If you’re considering diving into aggressive growth ETFs, the landscape offers compelling opportunities. However, success requires picking the right vehicles. Let’s explore five standout options that balance growth potential with reasonable fee structures.
iShares Core S&P U.S. Growth ETF (IUSG) – The Low-Cost Leader
Fee Structure: 0.04% annually ($4 per $10,000 invested)
This $5.50 billion fund delivers what growth investors crave: expansive exposure without breaking the bank. Trading on NASDAQ under the ticker IUSG, this nearly two-decade-old ETF tracks the S&P 900 Growth Index—a broader universe than competitors tethered to the S&P 500.
Holding 534 stocks, IUSG mitigates concentration risk while capturing growth dynamics. Three-year volatility sits at just over 12%, which is manageable for an aggressive growth play. The fund leans heavily into tech and consumer discretionary sectors (combined ~37% allocation), with Microsoft (MSFT) and Amazon (AMZN) anchoring the portfolio at roughly 12% combined weight.

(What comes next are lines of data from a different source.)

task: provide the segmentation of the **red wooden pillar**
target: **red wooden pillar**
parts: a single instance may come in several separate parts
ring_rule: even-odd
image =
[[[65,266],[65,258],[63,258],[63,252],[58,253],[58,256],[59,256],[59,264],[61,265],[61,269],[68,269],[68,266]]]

RPG and RZG: The “Pure Growth” Specialists
Invesco S&P 500 Pure Growth ETF (RPG) – 0.35% fee Invesco S&P SmallCap 600 Pure Growth ETF (RZG) – 0.35% fee
For purists demanding stricter growth credentials, Invesco’s dual offerings deliver. RPG filters the S&P 500 through rigorous metrics: sales growth, earnings-to-price ratios, and momentum signals. This screening produces a tighter portfolio of just 104 holdings with no single position exceeding 2.12%.

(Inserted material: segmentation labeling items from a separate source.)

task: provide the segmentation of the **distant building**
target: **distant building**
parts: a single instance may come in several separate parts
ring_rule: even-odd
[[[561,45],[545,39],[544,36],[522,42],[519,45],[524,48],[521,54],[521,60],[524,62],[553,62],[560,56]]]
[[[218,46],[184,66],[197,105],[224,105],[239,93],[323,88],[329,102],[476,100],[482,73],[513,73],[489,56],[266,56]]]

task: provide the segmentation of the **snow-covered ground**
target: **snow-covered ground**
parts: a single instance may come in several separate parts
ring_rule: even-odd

RZG, the small-cap variant, cranks up the volatility equation. Over three years, RZG has proven 170 basis points more volatile than the S&P SmallCap 600 Index—yet compensated investors with a 240 basis point performance edge. Its 149 holdings sport a $2 billion average market cap, placing them at the larger end of small-cap territory.

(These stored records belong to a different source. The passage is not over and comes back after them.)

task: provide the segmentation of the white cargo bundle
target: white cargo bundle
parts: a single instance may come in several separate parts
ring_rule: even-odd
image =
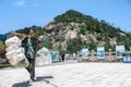
[[[46,64],[51,64],[51,55],[50,52],[47,48],[41,48],[38,52],[37,52],[37,58],[36,58],[36,65],[40,66],[40,65],[46,65]]]
[[[11,65],[27,66],[28,61],[24,54],[24,48],[21,47],[21,40],[14,36],[5,40],[5,57]]]

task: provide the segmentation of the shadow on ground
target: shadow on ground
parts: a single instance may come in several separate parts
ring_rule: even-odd
[[[46,84],[50,84],[52,85],[53,87],[58,87],[53,84],[51,84],[48,79],[51,79],[53,78],[52,76],[38,76],[36,77],[35,82],[34,83],[38,83],[38,82],[45,82]],[[16,83],[14,84],[12,87],[28,87],[28,86],[32,86],[29,85],[27,82],[23,82],[23,83]]]

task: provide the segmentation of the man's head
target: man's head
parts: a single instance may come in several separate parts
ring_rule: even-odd
[[[35,29],[29,29],[29,35],[31,37],[35,37],[36,30]]]

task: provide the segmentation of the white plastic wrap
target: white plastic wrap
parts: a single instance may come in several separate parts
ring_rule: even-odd
[[[37,58],[36,58],[36,65],[40,66],[40,65],[46,65],[46,64],[51,64],[51,55],[50,52],[47,48],[41,48],[38,52],[37,52]]]
[[[19,46],[17,46],[17,45],[12,45],[12,46],[10,46],[10,47],[7,47],[7,48],[5,48],[5,51],[7,51],[7,52],[10,52],[10,51],[16,50],[16,49],[19,49]]]
[[[21,40],[16,36],[5,40],[5,57],[11,65],[24,67],[28,65],[28,61],[24,54],[24,48],[21,47]]]

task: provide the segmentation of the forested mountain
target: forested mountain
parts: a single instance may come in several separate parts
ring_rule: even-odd
[[[60,52],[76,52],[84,47],[96,50],[98,45],[105,46],[106,51],[112,49],[118,42],[123,42],[126,49],[131,46],[131,34],[121,30],[104,20],[82,14],[74,10],[69,10],[60,14],[44,27],[32,26],[37,30],[36,37],[48,33],[49,49]],[[16,32],[27,34],[31,27]]]

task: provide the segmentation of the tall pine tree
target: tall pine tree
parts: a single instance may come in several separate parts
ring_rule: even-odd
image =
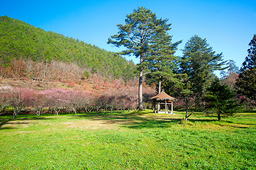
[[[168,19],[158,19],[155,14],[144,7],[134,9],[133,13],[127,15],[125,24],[119,24],[118,34],[112,36],[108,43],[116,46],[126,48],[120,54],[133,54],[139,58],[139,109],[143,110],[142,77],[143,70],[149,61],[155,57],[157,46],[161,46],[162,37],[168,35],[171,24]]]

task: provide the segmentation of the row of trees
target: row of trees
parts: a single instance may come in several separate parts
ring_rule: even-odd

Healthcare dominates RZG (21.15% weight), while consumer discretionary and financial services add another 30%. Premium valuations are baked in: RZG trades at a 22.78 P/E versus the 20.09 found on broader small-cap benchmarks.
FTC: Aggressive Positioning With Caveats
First Trust Large Cap Growth AlphaDEX Fund (FTC) – 0.61% fee
FTC targets the NASDAQ AlphaDEX Large Cap Growth Index through a multi-factor ranking system balancing growth indicators (price appreciation, sales-to-price, sales growth) against value metrics. The tactical approach appeals to sophisticated traders, but historical performance tells a cautionary tale.
Over the past three years, FTC has trailed the S&P 500 Growth Index significantly, suggesting higher fees haven’t translated to outperformance. Housing 188 stocks with disciplined position-sizing (max 1.07% per holding), nearly a quarter of FTC’s allocation concentrates in tech.
NUMG: ESG-Focused Growth for Values-Driven Investors
Nuveen ESG Mid-Cap Growth ETF (NUMG) – 0.40% fee
This two-year-old fund ($54.40 million AUM) bridges growth ambitions with environmental, social, and governance standards. Its stringent screening process—evaluating climate impact, labor practices, supply chain ethics, and board quality—yields just 82 holdings.
Industrial and technology sectors comprise nearly half the roster, offering mid-cap growth exposure with a conscience.
The Bottom Line on Aggressive Growth ETFs
Growth factor resurgence hinges on sustained risk appetite and cyclical sector momentum. Aggressive growth ETFs offer genuine upside potential but demand conviction. IUSG suits cost-conscious investors; RPG and RZG appeal to purists; FTC attracts tactical traders; NUMG satisfies ESG-focused portfolios.
Before committing capital, honestly assess your volatility tolerance—these vehicles swing harder than broad-market alternatives.